Friday, April 19, 2013

An Englishman Abroad

Here is another one of those films that is not a rowing movie, but has a short rowing sequence – you blink at the wrong moment and you missed it… However, I find it a very entertaining movie. An Englishman Abroad (1983), with a script by the famous British playwright and author Alan Bennett, is based on a true story.

In 1958, the British Shakespeare Memorial Theatre was performing Hamlet in Moscow. In the interval Coral Browne, who played Hamlet’s mother, Queen Gertrude, got an unexpected guest in her dressing room when an English gentleman barged in, quite drunk and threw up in her sink. He didn't give her his name, but it was soon revealed that he is Guy Burgess, one of the so called ‘Cambridge Five’, the ring of spies who were recruited at Cambridge in the 1930s by the Russians to spy on Great Britain (and the USA). In 1951, Burgess defected to Moscow together with Donald Maclean. In 1963, 'the third man', Kim Philby, escaped from Beirut to Moscow.

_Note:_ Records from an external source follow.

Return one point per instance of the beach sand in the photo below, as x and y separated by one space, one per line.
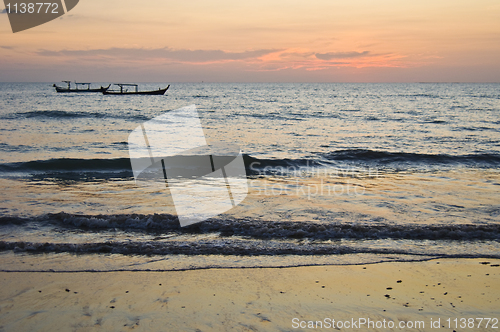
256 299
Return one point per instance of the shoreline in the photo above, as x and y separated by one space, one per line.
251 299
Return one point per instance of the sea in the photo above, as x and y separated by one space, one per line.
337 174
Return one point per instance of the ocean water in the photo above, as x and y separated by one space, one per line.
337 174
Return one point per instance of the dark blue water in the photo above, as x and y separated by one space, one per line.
334 170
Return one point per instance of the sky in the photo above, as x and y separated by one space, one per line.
259 41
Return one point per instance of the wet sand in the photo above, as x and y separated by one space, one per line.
260 299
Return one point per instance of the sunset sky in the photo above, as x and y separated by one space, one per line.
259 41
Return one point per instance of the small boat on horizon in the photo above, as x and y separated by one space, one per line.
87 89
136 91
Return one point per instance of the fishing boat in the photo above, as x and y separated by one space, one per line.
124 91
85 87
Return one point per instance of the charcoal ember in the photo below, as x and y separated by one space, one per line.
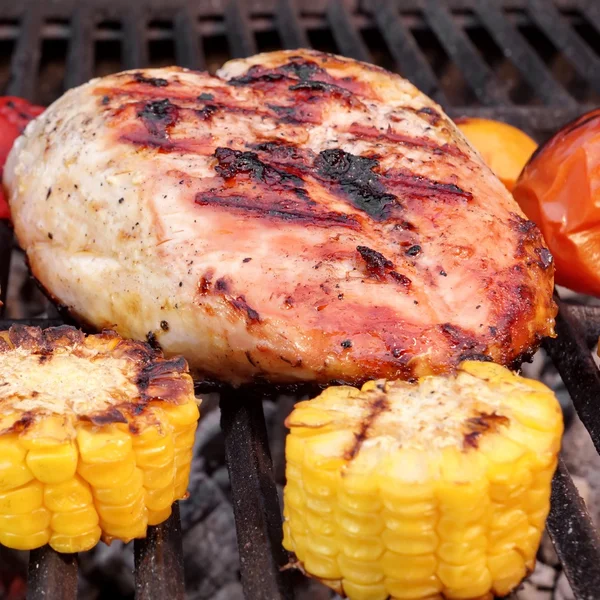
107 571
210 554
232 591
24 298
205 496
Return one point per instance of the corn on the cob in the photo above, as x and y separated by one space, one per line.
438 489
96 437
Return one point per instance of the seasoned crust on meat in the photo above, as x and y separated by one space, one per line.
300 216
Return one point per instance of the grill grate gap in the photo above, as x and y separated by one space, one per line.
161 46
51 74
450 78
505 71
216 50
267 41
108 48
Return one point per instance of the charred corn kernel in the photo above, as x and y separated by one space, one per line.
414 492
108 443
53 464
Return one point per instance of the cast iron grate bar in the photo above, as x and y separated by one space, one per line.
254 496
346 36
26 57
410 61
288 23
80 57
590 316
239 33
574 536
159 561
515 48
135 45
581 56
577 368
462 51
6 241
591 11
51 575
187 47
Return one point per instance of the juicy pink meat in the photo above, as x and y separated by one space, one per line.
299 216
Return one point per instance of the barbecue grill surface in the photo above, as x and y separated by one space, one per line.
533 63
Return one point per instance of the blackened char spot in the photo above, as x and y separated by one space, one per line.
278 150
475 356
158 116
303 69
153 340
205 282
234 162
546 257
255 74
357 180
461 340
418 186
221 285
432 116
401 279
207 112
377 264
479 425
153 81
241 304
320 86
283 209
378 405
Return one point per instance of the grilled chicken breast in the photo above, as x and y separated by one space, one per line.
298 217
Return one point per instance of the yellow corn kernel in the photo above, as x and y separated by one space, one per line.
125 532
160 499
184 438
357 591
116 496
25 542
109 445
53 464
22 500
75 543
359 571
67 496
124 513
75 522
443 494
158 516
155 456
155 479
107 475
179 415
100 457
15 476
12 452
34 522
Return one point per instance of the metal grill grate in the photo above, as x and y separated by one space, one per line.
459 52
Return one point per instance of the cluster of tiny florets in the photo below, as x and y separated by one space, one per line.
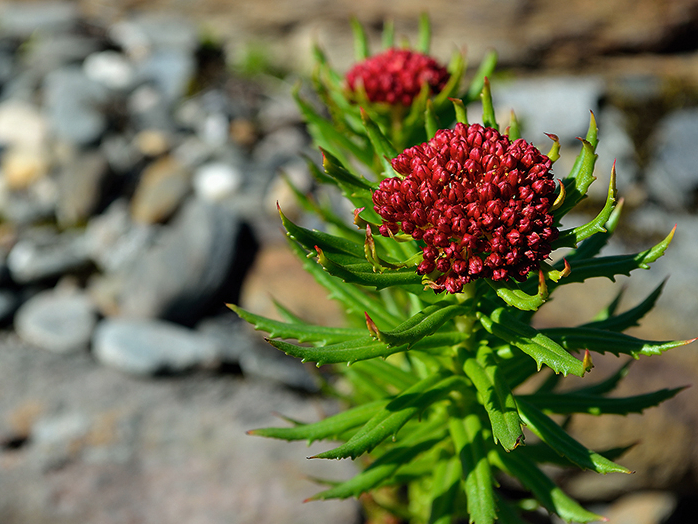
479 202
397 75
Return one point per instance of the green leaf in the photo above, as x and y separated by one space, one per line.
571 237
383 371
606 385
478 82
591 247
401 409
327 136
466 432
557 438
567 403
515 297
424 35
444 490
381 143
496 398
423 324
312 238
550 496
631 317
329 428
611 266
431 123
532 342
302 332
387 464
460 110
361 51
354 300
362 348
582 174
388 36
363 273
488 116
602 341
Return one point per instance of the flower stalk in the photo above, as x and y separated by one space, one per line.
441 269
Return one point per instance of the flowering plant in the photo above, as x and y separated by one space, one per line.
441 273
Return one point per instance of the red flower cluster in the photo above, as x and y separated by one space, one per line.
478 201
397 75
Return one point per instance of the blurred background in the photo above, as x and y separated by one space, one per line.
141 151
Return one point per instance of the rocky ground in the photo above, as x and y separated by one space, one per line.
139 175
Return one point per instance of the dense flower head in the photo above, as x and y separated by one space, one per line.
479 202
397 75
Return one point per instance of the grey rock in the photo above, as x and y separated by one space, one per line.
557 105
121 153
672 176
9 301
146 347
80 185
73 103
237 343
22 19
161 189
114 242
615 145
110 68
43 253
58 321
155 450
216 181
169 70
152 31
188 269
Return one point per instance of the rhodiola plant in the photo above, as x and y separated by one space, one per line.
440 271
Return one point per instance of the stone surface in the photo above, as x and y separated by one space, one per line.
672 176
148 347
46 254
161 189
72 103
58 321
189 269
108 448
81 183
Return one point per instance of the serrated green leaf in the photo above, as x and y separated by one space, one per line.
486 68
360 272
361 348
571 237
602 341
431 123
353 299
550 496
496 398
387 464
512 295
321 335
612 266
557 438
388 35
488 116
582 174
566 403
424 323
401 409
629 318
329 428
466 432
532 342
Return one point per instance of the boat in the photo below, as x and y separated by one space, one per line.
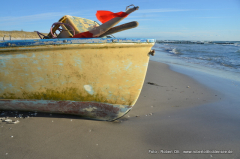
96 78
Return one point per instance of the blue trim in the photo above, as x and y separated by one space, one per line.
37 42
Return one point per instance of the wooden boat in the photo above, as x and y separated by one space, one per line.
97 78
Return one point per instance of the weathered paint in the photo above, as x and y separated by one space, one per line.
95 76
92 110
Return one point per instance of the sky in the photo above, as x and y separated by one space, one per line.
217 20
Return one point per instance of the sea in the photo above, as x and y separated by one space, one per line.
218 58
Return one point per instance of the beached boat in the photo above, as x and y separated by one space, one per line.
97 78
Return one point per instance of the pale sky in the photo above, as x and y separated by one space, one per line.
158 19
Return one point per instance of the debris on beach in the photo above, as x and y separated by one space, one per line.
9 121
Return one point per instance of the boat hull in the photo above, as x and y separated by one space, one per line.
95 80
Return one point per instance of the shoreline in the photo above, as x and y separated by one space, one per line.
173 112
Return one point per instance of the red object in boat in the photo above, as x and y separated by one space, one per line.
104 16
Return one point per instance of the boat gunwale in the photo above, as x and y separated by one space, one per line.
70 41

Back at the hotel, someone slipped a note under Browne’s door. The message said that Burgess would like to have Browne over for lunch, and could she please bring a measuring tape. And so the story rolls on…

 Alan Bennett and Alan Bates.

Guy Burgess is played by Alan Bates and Coral Browne plays herself!

The ‘rowing sequence’ is only 10 seconds long, at 50:10 – 50:20.